Donnerstag, den 03. 05. 1945 Opas Geburtstag. Opa wird jetzt 69 Jahre alt. Heute Morgen haben wieder einige Leute Wein geplündert. Sie sind auf dem Rathaus zur Schau gestellt. Die Ausgangszeit ist ab sofort wieder folgende: Von morgens 7 Uhr bis abends 7 Uhr. Heute Mittag gab es Spinat, Kartoffeln. Als Nachtisch Rhabarbergrütze. Nachmittags waren wir an der Landstraße und schauten den amerikanischen Autos zu. Da gibt es große Spezialwagen, die bis zu 30 Gummireifen haben. Berlin hat sich ja ergeben. Jetzt kommt dann bald der Friede. Abends gab es Bratkartoffeln mit Salzgurken, Essiggurken und in Essig gelegte Kürbisse. (. . .)

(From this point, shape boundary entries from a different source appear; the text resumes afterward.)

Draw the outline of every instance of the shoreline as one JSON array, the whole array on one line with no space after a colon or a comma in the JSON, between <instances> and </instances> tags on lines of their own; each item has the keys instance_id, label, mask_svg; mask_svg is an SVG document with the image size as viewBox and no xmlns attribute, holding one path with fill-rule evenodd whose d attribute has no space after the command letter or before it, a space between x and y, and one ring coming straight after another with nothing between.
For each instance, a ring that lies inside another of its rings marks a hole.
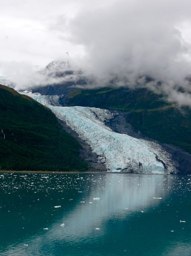
<instances>
[{"instance_id":1,"label":"shoreline","mask_svg":"<svg viewBox=\"0 0 191 256\"><path fill-rule=\"evenodd\" d=\"M0 170L0 173L56 173L57 174L70 174L76 173L79 174L80 173L106 173L104 171L2 171Z\"/></svg>"},{"instance_id":2,"label":"shoreline","mask_svg":"<svg viewBox=\"0 0 191 256\"><path fill-rule=\"evenodd\" d=\"M32 174L36 173L39 174L101 174L101 173L106 173L106 174L133 174L134 175L137 175L141 174L141 175L171 175L171 174L159 174L152 173L120 173L119 172L108 172L107 171L2 171L0 170L0 173L25 173L25 174ZM176 175L179 175L179 174L176 174ZM189 174L181 174L183 176L191 176Z\"/></svg>"}]
</instances>

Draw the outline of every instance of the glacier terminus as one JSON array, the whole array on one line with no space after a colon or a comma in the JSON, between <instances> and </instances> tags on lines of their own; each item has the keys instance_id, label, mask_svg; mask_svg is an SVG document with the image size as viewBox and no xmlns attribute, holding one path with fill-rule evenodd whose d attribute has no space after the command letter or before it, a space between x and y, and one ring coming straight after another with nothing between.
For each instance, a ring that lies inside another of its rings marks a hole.
<instances>
[{"instance_id":1,"label":"glacier terminus","mask_svg":"<svg viewBox=\"0 0 191 256\"><path fill-rule=\"evenodd\" d=\"M108 171L169 174L177 172L177 163L170 153L157 143L115 132L105 124L113 118L109 110L80 106L61 107L59 96L41 95L26 91L30 96L50 108L89 145L104 163Z\"/></svg>"}]
</instances>

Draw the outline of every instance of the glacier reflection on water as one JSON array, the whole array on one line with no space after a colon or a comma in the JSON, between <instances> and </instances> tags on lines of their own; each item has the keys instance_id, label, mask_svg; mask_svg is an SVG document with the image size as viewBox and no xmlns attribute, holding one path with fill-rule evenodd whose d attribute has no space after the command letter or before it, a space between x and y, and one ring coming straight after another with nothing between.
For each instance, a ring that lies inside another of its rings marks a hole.
<instances>
[{"instance_id":1,"label":"glacier reflection on water","mask_svg":"<svg viewBox=\"0 0 191 256\"><path fill-rule=\"evenodd\" d=\"M1 255L190 255L189 176L14 173L0 180Z\"/></svg>"}]
</instances>

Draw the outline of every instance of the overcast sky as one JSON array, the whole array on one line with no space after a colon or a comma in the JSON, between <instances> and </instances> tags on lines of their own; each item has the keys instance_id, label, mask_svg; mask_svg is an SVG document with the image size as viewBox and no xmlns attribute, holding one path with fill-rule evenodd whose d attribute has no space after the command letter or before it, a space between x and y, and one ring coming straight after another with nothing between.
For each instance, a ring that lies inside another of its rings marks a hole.
<instances>
[{"instance_id":1,"label":"overcast sky","mask_svg":"<svg viewBox=\"0 0 191 256\"><path fill-rule=\"evenodd\" d=\"M1 0L1 68L20 79L69 52L103 83L117 74L117 85L133 85L146 75L169 94L176 84L188 92L191 9L188 0Z\"/></svg>"}]
</instances>

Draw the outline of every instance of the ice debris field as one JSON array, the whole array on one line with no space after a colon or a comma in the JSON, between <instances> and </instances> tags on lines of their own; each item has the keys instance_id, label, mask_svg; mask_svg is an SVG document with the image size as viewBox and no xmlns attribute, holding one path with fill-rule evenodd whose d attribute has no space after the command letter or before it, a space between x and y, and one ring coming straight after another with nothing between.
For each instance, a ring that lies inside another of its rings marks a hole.
<instances>
[{"instance_id":1,"label":"ice debris field","mask_svg":"<svg viewBox=\"0 0 191 256\"><path fill-rule=\"evenodd\" d=\"M83 107L61 107L57 95L22 93L49 108L91 148L109 171L154 174L176 172L171 155L159 144L114 132L105 121L113 118L108 110Z\"/></svg>"}]
</instances>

Dienstag, den 08. 05. 1945 Heute Morgen grub ich die HJ-Sachen aus, obwohl es Mutti verboten hatte. Mutti schimpfte und gab mir eine hinter die Ohren. Ich behielt die Büchlein zurück und gab nur die Zeitungen her. Die Büchlein tat ich in eine Schachtel auf der Bühne. Mutti wäscht. Papa muß ab heute Morgen beim Schneck arbeiten (. . .) Dann hörte ich Nachrichten vom Radio Luxemburg. Es hieß u. a.: Die Kapitulation tritt am Mittwoch, den 9. Mai 1945 um 0.01 Uhr in Kraft. Als Siegestag gilt der heutige Tag.

Donnerstag, den 10. 05. 1945 Himmelfahrtstag. (. . .) Wir werden jetzt endgültig amerikanisch. Prima, sehr gut! (kat)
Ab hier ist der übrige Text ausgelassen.